Keywords: FastDesign, FastRelax, ResidueSelector, TaskFactory, TaskOperation, pose_from_rcsb, get_residues_from_subset, ResidueNameSelector, ChainSelector, ResiduePropertySelector, NotResidueSelector, AndResidueSelector, RestrictToRepackingRLT, RestrictAbsentCanonicalAASRLT, NoRepackDisulfides, OperateOnResidueSubset

## Overview

Here, we will expand upon our knowledge of ResidueSelectors and TaskOperations and how to use them.  We can once again use FastRelax or FastDesign to do design.  Since we don't need any additional tools offered by FastDesign, we will use FastRelax.  I like to call it RelaxedDesign. :)
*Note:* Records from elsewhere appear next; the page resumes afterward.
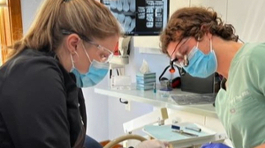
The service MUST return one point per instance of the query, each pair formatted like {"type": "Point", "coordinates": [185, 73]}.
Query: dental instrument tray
{"type": "Point", "coordinates": [166, 133]}
{"type": "Point", "coordinates": [193, 99]}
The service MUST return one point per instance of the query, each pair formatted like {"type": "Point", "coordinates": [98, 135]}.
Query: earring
{"type": "Point", "coordinates": [186, 61]}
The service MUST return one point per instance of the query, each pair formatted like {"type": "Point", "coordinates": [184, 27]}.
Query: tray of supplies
{"type": "Point", "coordinates": [187, 134]}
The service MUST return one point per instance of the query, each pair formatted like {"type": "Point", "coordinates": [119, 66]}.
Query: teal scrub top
{"type": "Point", "coordinates": [241, 107]}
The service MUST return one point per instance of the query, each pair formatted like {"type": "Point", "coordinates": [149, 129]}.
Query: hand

*Warning*: This notebook uses `pyrosetta.distributed.viewer` code, which runs in `jupyter notebook` and might not run if you're using `jupyterlab`.

In [None]:
!pip install pyrosettacolabsetup
import pyrosettacolabsetup; pyrosettacolabsetup.install_pyrosetta()
import pyrosetta; pyrosetta.init()


**Make sure you are in the directory with the pdb files:**

`cd google_drive/MyDrive/student-notebooks/`

In [None]:
import logging
logging.basicConfig(level=logging.INFO)
import os
import pyrosetta
import pyrosetta.toolbox
import site

from IPython.core.display import display, HTML
display(HTML("<style>.container { width:100% !important; }</style>"))

## Initialize PyRosetta 

In [None]:
pyrosetta.init("-ignore_unrecognized_res 1 -ex1 -ex2aro")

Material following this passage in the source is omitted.